Even if this issue is related to SQLite, we can also support MySQL/MariaDB and PostgreSQL. Once we have an SQL version working, it won't change much to support those besides configuration.
We should keep performances issue/optimization in a dedicated issue.
In that case we might as well suggest to keep using datastore.php on local installs, so why bother with SQlite? (?)
Answering myself, because atomicity/integrity guarantees brought by a RDBMS are presumably more robust than a custom system (https://github.com/shaarli/Shaarli/issues/1292#issuecomment-493540897). Though https://github.com/shaarli/Shaarli/pull/1570 should fix problems with concurrent operations.
Currently, as far as I understand, there are two different storages (storage files), one for configuration and another one for the actual links.
What do you think about using SQLite as data storage backend behind a DAL implementation like the current ones (
LinkDb
,ConfigManager
)?
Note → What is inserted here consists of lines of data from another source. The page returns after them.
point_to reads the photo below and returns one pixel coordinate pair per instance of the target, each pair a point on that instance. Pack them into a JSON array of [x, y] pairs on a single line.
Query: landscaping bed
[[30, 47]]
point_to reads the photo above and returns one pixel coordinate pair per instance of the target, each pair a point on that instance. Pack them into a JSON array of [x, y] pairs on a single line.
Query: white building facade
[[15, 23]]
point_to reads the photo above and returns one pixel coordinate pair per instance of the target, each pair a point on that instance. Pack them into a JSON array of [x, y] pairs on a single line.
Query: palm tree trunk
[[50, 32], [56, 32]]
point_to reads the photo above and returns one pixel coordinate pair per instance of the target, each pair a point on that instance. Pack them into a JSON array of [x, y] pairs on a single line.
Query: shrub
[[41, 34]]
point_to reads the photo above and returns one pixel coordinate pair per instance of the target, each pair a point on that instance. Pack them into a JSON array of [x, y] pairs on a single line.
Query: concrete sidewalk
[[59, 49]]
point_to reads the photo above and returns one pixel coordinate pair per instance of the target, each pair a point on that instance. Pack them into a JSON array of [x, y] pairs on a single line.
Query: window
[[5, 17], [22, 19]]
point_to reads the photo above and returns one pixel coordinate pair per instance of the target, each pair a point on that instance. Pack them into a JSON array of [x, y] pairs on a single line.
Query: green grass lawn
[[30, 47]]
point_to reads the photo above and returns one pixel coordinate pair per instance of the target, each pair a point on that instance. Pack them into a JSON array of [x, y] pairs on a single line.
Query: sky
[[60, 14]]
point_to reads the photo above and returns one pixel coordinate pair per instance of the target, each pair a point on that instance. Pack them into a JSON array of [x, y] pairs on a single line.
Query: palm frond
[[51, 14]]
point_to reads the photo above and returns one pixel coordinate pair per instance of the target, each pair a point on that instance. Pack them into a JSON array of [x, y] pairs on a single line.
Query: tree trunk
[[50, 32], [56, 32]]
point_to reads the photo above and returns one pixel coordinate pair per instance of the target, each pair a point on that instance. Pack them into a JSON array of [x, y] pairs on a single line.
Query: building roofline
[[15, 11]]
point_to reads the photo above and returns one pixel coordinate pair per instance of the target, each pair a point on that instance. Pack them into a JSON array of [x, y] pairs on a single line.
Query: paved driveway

I understand that you don't want the architectural overhead of an external database server (especially to support PHP hosting services), but as SQLite relies only on a file residing in the local file system and PHP has native support for it, this shouldn't be a criterium for exclusion, should it?IMHO this would have several benefits, including a common storage for all kind of data (configuration, links, ..) which could lead to a simplified internal API, faster access times (for sure, especially for many concurrent connections and a large data-base), transactions and the possibility to store large data (e.g. file uploads).